So, not a prediction.
Everything is a prediction. Magnitudes, motives, the participants, time ranges, severity, pre-planned agendas and reactions that emerge from an event.
It is important to remember, part of the exercise of predicting and analyzing, is to better adjust your own expectations and biases about each of these variables so that each prediction after, externally models the outcomes from an otherwise unknown semi-blackbox of how a system operates.
Future predictions will now likely be more accurate on magnitude, and timeline, because of these details.
I encourage you to try this method.
If I could read, I'd call you a faggot.
If I could read, I'd call you a faggot.
Just don't call me a glowfaggot.
Everything is a prediction.
When everything is a prediction, then nothing is a prediction. Stopped clocks blah, blah, blah.
When everything is a prediction, then nothing is a prediction.
No, I mean every detail is a variable. Not "everything every written till the end of time, is some prediction."
Binary predictions alone aren't all that useful.

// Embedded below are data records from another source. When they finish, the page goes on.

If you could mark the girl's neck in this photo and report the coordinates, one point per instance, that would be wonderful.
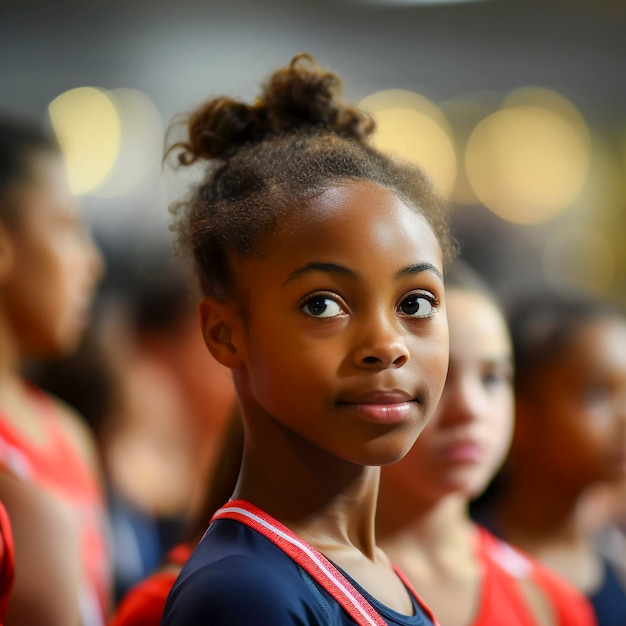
(432, 524)
(327, 501)
(9, 353)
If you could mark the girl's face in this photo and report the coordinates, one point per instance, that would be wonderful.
(577, 406)
(469, 434)
(54, 264)
(344, 339)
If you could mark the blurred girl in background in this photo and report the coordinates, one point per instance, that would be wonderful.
(320, 260)
(570, 436)
(49, 475)
(467, 576)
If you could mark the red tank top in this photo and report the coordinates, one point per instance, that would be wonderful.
(7, 561)
(58, 467)
(502, 602)
(143, 605)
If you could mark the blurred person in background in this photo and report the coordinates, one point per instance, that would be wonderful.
(49, 472)
(570, 438)
(158, 403)
(7, 562)
(468, 576)
(143, 605)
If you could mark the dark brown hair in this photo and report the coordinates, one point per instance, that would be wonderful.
(544, 324)
(266, 160)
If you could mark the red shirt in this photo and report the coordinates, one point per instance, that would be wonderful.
(143, 605)
(502, 602)
(59, 468)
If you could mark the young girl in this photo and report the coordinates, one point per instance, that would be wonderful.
(464, 573)
(49, 268)
(144, 603)
(321, 264)
(570, 358)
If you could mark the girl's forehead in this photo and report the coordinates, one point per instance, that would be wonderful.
(348, 206)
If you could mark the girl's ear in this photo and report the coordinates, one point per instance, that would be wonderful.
(221, 324)
(6, 254)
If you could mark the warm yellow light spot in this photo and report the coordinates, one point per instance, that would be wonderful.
(579, 257)
(86, 122)
(526, 164)
(463, 114)
(414, 128)
(550, 100)
(141, 144)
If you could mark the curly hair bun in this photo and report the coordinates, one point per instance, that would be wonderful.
(296, 98)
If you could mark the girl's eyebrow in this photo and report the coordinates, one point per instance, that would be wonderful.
(418, 268)
(336, 268)
(317, 266)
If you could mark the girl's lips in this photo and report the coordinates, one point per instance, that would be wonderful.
(382, 407)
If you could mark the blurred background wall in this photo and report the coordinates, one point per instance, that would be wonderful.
(517, 108)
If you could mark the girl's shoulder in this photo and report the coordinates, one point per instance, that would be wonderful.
(236, 576)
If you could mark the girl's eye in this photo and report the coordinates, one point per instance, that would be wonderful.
(322, 306)
(417, 305)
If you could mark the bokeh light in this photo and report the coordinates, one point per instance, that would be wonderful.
(579, 256)
(141, 144)
(529, 162)
(88, 127)
(464, 113)
(414, 128)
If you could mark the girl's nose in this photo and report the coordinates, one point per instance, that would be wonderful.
(381, 346)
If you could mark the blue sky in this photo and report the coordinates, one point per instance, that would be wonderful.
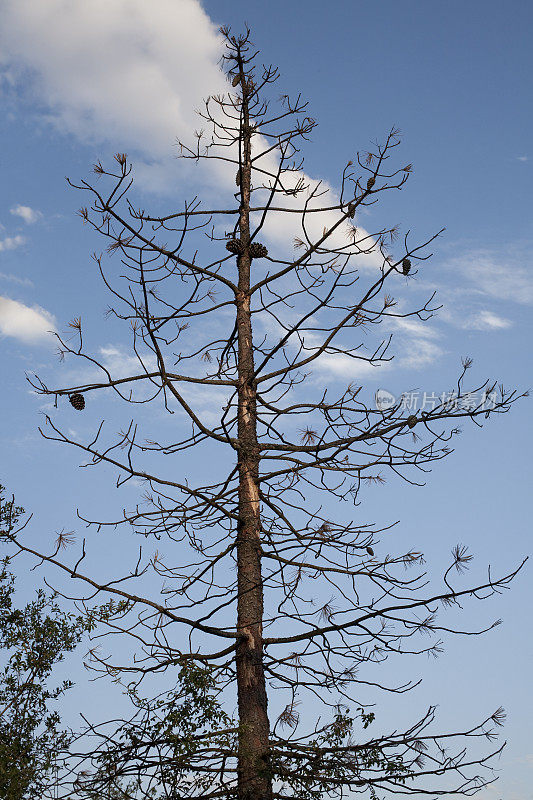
(81, 81)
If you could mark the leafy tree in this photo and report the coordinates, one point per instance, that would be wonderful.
(33, 640)
(256, 534)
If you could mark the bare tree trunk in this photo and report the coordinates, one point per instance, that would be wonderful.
(254, 782)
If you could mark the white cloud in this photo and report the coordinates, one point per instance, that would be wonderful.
(486, 321)
(29, 215)
(11, 242)
(506, 278)
(132, 73)
(28, 324)
(15, 279)
(125, 71)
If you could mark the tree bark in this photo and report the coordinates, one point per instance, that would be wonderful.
(254, 780)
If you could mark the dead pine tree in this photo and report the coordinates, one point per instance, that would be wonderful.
(213, 314)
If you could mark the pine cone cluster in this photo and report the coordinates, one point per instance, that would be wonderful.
(235, 246)
(258, 250)
(77, 401)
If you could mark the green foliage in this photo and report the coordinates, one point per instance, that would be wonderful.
(332, 758)
(173, 730)
(32, 640)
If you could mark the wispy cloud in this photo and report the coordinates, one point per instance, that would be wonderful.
(11, 242)
(504, 277)
(485, 321)
(15, 279)
(120, 73)
(29, 215)
(30, 325)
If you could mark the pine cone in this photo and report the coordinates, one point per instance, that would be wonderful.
(235, 246)
(77, 401)
(258, 250)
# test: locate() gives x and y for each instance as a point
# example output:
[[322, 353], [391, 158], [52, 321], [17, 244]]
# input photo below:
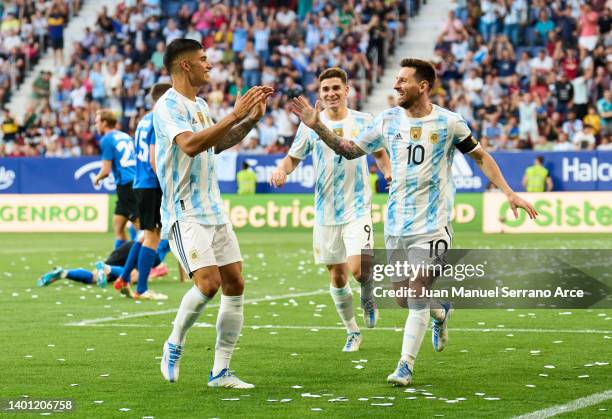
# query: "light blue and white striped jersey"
[[189, 185], [342, 190], [421, 152]]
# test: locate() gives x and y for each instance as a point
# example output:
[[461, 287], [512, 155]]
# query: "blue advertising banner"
[[570, 171]]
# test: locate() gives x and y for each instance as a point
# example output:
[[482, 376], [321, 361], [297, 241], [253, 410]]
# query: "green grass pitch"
[[499, 363]]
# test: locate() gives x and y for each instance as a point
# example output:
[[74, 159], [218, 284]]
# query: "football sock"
[[191, 307], [414, 331], [146, 258], [131, 261], [229, 325], [115, 271], [163, 249], [79, 275], [132, 231], [436, 311], [343, 299]]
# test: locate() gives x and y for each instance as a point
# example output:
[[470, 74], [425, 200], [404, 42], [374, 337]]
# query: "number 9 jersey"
[[421, 152]]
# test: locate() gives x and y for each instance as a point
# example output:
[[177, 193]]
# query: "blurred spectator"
[[537, 178]]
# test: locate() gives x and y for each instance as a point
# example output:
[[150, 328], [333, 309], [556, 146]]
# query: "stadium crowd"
[[526, 74], [529, 74], [121, 57]]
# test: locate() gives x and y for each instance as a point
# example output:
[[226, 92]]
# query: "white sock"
[[343, 299], [437, 311], [414, 331], [191, 307], [229, 325]]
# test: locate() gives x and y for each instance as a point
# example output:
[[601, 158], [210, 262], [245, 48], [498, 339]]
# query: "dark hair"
[[178, 47], [158, 90], [108, 116], [332, 72], [424, 70]]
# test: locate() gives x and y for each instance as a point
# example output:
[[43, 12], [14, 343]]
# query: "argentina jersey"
[[118, 147], [145, 177], [421, 152], [189, 185], [342, 190]]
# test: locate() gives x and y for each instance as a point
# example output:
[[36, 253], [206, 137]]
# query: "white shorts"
[[334, 244], [197, 245], [428, 248]]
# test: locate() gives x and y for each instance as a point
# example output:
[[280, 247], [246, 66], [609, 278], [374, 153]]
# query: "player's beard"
[[407, 100]]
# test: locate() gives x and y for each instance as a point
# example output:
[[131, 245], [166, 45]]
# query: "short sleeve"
[[462, 137], [172, 118], [107, 148], [371, 138], [302, 144]]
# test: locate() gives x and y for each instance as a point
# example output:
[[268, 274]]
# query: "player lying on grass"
[[421, 139], [106, 270], [343, 221]]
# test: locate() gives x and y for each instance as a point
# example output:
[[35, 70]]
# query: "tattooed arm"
[[342, 147], [310, 117], [235, 134]]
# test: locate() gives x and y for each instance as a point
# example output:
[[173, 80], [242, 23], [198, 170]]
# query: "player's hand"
[[259, 110], [244, 104], [516, 202], [307, 114], [388, 178], [278, 178]]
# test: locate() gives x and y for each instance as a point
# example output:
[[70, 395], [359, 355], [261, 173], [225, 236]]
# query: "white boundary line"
[[577, 404], [88, 322], [306, 327]]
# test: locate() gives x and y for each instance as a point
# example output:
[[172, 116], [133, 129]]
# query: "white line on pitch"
[[577, 404], [387, 329], [173, 310]]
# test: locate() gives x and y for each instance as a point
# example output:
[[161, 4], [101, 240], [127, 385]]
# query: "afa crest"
[[415, 133], [434, 137]]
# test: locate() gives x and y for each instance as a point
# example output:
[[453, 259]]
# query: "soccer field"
[[69, 341]]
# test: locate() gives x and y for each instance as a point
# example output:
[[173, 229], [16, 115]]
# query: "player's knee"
[[208, 284]]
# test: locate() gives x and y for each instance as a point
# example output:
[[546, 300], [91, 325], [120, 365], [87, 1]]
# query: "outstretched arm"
[[310, 117], [491, 170], [235, 135], [239, 131]]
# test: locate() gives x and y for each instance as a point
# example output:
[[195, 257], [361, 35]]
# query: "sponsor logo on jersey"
[[434, 137], [415, 133]]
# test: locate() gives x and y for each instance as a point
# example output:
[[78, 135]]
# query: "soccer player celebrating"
[[193, 215], [421, 139], [343, 222], [118, 158], [149, 195]]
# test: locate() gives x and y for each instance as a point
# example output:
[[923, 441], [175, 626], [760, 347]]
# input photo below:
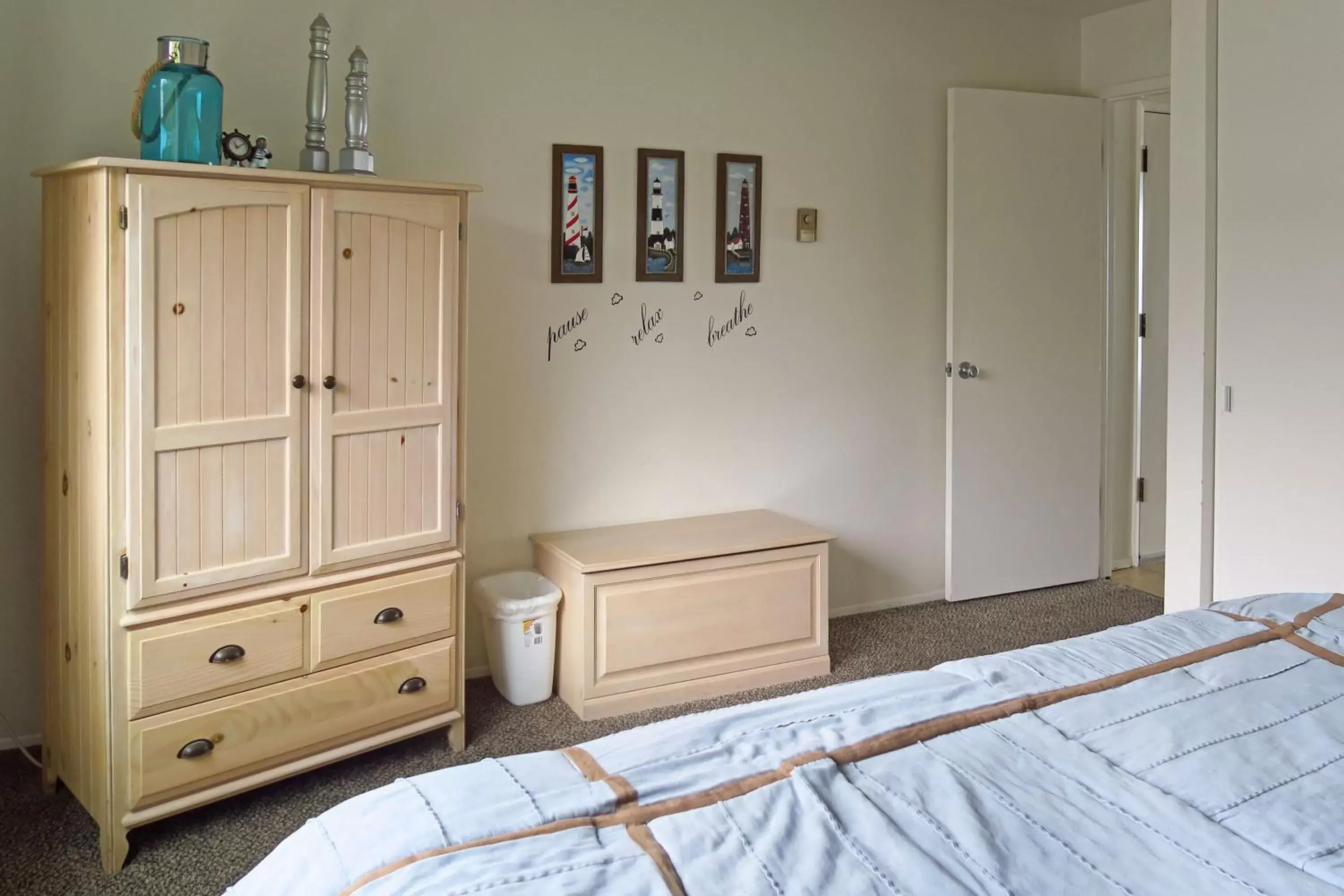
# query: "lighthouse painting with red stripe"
[[578, 248], [740, 220], [576, 214]]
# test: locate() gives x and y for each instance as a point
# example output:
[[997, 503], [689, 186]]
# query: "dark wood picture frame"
[[558, 275], [721, 230], [642, 218]]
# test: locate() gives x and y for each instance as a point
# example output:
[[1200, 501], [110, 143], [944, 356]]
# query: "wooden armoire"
[[252, 477]]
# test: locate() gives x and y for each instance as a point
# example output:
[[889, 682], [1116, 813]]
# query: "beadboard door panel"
[[218, 275], [385, 330]]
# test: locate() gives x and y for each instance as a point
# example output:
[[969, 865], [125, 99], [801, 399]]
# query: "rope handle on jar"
[[140, 97]]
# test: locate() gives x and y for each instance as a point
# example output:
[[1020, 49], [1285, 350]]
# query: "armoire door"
[[217, 275], [385, 347]]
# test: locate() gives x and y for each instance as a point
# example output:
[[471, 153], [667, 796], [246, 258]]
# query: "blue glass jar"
[[182, 113]]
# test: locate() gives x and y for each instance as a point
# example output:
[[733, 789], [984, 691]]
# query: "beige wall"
[[1191, 408], [1128, 45], [832, 413]]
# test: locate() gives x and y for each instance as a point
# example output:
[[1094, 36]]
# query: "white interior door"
[[1152, 367], [1025, 308], [386, 335], [1279, 516], [215, 302]]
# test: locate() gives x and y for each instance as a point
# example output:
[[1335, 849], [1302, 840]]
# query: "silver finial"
[[314, 155], [355, 158]]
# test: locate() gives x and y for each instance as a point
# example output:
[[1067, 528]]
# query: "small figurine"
[[314, 155], [261, 156], [355, 158]]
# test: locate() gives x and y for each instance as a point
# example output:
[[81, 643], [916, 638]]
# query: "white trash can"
[[519, 610]]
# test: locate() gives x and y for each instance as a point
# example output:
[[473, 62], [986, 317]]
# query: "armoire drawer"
[[682, 621], [213, 656], [375, 617], [214, 742]]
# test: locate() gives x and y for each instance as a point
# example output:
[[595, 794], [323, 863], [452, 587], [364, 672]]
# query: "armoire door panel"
[[385, 330], [218, 276]]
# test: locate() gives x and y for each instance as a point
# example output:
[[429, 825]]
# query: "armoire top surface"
[[273, 175]]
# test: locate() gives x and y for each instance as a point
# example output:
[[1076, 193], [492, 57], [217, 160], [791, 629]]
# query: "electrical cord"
[[22, 749]]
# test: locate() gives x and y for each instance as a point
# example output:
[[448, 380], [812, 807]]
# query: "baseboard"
[[886, 603], [22, 741]]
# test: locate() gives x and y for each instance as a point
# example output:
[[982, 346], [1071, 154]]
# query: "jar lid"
[[189, 52]]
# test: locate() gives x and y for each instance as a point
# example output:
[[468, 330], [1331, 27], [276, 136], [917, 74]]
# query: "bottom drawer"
[[205, 745]]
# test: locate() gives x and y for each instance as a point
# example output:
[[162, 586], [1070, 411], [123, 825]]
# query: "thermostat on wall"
[[807, 225]]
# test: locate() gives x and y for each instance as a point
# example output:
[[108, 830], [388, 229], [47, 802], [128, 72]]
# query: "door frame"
[[1104, 381], [1159, 104], [1123, 268]]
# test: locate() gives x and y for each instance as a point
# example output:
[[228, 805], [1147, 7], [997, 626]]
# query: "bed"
[[1195, 753]]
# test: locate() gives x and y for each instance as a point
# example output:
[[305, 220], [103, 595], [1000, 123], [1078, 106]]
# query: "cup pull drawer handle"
[[229, 653], [197, 749]]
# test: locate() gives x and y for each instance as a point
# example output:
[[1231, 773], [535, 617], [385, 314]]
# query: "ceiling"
[[1076, 9]]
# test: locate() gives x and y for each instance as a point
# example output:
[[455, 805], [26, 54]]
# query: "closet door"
[[385, 342], [215, 276]]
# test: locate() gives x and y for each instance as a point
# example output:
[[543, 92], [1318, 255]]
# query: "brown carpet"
[[49, 844]]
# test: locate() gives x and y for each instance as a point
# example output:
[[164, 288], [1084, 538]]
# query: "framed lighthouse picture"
[[738, 215], [576, 214], [660, 206]]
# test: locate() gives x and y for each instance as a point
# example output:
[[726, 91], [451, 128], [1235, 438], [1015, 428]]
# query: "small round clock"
[[237, 147]]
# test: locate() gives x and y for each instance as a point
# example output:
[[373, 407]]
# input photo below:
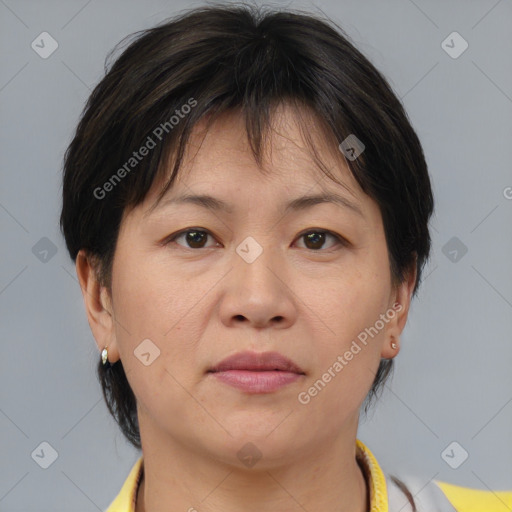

If we assume most significant events, even black swans, have a non-zero probability of happening at any time between now and forever, and we predict then it makes more sense to predict all of the details, the who, the what, the when, the where, and why, because the ranges, the precision, and the accuracy, while different between each of these, will reveal to us a lot more information than a one-off prediction ever could. And even when you're wrong, the difference between the correct answer, and your prediction, on a given variable, will tell you a lot more than it otherwise would.